The truth is that Bertone is clumsily trying to shift attention to homosexuality and away from the focus on new crimes against children that emerge every day
Aurelio Mancuso, former head of Italian gay rights association Arcigay"

posted by VikingSword at 10:10 AM on April 14, 2010


Reaction to the latest homophobia from the RCC:

France Condemns Vatican for Blaming Abuse on Gay Priests

"The French government has condemned remarks by a top Vatican official linking the pedophile scandal in the Catholic Church to homosexuality.

French Foreign Ministry spokesman Bernard Valero Wednesday said the remarks linking the abuse to homosexuality was "unacceptable." He said France is committed to the struggle against discrimination and prejudice linked to sexual orientation and gender identity."
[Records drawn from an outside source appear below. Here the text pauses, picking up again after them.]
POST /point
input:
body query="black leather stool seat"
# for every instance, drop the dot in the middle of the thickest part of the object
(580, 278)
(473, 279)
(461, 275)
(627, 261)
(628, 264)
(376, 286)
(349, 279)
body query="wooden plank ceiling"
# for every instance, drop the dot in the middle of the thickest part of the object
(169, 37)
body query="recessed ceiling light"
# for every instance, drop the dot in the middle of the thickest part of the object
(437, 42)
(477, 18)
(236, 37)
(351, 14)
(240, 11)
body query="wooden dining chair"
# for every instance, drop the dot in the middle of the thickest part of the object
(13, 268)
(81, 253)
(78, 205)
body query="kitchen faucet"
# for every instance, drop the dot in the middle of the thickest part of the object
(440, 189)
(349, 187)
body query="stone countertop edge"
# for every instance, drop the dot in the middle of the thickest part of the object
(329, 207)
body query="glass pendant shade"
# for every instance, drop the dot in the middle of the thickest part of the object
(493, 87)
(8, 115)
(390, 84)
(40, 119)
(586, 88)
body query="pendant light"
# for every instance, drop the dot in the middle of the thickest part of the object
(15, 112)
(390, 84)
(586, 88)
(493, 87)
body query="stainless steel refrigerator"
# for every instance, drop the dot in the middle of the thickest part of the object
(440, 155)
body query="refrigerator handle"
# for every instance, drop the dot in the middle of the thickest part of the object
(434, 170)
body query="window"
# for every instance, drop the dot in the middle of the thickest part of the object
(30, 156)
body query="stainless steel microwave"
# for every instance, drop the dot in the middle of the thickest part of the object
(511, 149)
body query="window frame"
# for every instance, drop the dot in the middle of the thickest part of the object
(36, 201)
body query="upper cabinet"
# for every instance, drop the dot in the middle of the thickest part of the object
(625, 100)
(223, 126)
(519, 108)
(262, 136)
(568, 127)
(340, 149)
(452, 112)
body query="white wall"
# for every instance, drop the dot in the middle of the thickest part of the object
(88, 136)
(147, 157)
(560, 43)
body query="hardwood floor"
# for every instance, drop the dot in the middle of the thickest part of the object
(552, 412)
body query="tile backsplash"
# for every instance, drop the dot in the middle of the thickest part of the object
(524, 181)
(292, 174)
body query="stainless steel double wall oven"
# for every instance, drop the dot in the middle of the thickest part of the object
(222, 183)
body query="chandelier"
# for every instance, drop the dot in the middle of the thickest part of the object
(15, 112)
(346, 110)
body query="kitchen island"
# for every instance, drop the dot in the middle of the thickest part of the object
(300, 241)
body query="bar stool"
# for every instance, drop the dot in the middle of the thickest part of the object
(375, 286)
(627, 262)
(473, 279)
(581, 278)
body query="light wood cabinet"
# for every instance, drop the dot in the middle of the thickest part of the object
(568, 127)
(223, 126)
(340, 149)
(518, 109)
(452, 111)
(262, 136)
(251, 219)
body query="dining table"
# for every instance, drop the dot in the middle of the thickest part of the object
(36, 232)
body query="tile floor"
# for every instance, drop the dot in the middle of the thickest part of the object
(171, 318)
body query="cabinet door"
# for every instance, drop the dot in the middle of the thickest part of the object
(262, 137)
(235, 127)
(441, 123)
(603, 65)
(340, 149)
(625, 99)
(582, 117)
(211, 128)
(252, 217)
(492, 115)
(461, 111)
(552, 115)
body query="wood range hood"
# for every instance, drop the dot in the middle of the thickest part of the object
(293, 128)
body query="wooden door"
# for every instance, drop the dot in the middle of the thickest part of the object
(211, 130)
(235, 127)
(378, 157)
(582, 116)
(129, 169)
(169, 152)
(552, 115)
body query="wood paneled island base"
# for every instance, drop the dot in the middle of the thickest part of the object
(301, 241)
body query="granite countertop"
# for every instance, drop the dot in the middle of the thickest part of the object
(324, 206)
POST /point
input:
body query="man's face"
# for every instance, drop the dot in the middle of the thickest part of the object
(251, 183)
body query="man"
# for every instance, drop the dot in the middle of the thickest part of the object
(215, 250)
Condemnation builds over Vatican prelate's gay slur

""This faux pas by the Vatican demonstrates one thing only: great desperation and great impotence," a Spanish gay rights group, COLEGAS, added Wednesday.

A Catholic gay association in Portugal, Novos Rumos, said remarks such as Bertone's "deepen the gulf between the Church as a community of believers and a certain hierarchy."

Wednesday's Vatican statement added more fuel to the fire with a reference to Church statistics defining paedophilia in the "strict sense" as applying to pre-adolescent children.

"That's a ridiculous and unfounded hair-splitting distinction that many American bishops initially tried as well," said David Clohessy, executive director of the US pressure group SNAP (Survivors Network of those Abused by Priests).

"It's grossly inaccurate, totally insensitive and frankly totally wrong," Clohessy told AFP."

posted by VikingSword at 11:13 AM on April 14, 2010


Predator priests shuffled around globe -- "Transfer of abusive clerics was called 'the geographical cure.'"
posted by ericb at 8:50 PM on April 14, 2010


Catholic administration encourages not reporting the rape of children by priests.

"The Vatican was hit by another embarrassing revelation late on Thursday when a website posted a letter by a senior Curia cardinal heartily congratulating a French bishop in 2001 for not denouncing a self-confessed abusive priest to the police. Cardinal Dario Castrillon Hoyos, who at the time headed the Vatican department in charge of priests around the world, told Bishop Pierre Pican of Bayeux-Lisieux he was a model for all bishops for his behavior in the case that shocked France. The priest, Rev. Rene Bissey, was sentenced to 18 years in jail for sexually abusing 11 boys and Pican got a suspended three-month sentence for not reporting the crimes.

"I congratulate you for not denouncing a priest to the civil administration," Castrillon Hoyos wrote."
posted by kafziel at 11:54 AM on April 16, 2010




If that were the case, you'd think the church would be supporting gay rights.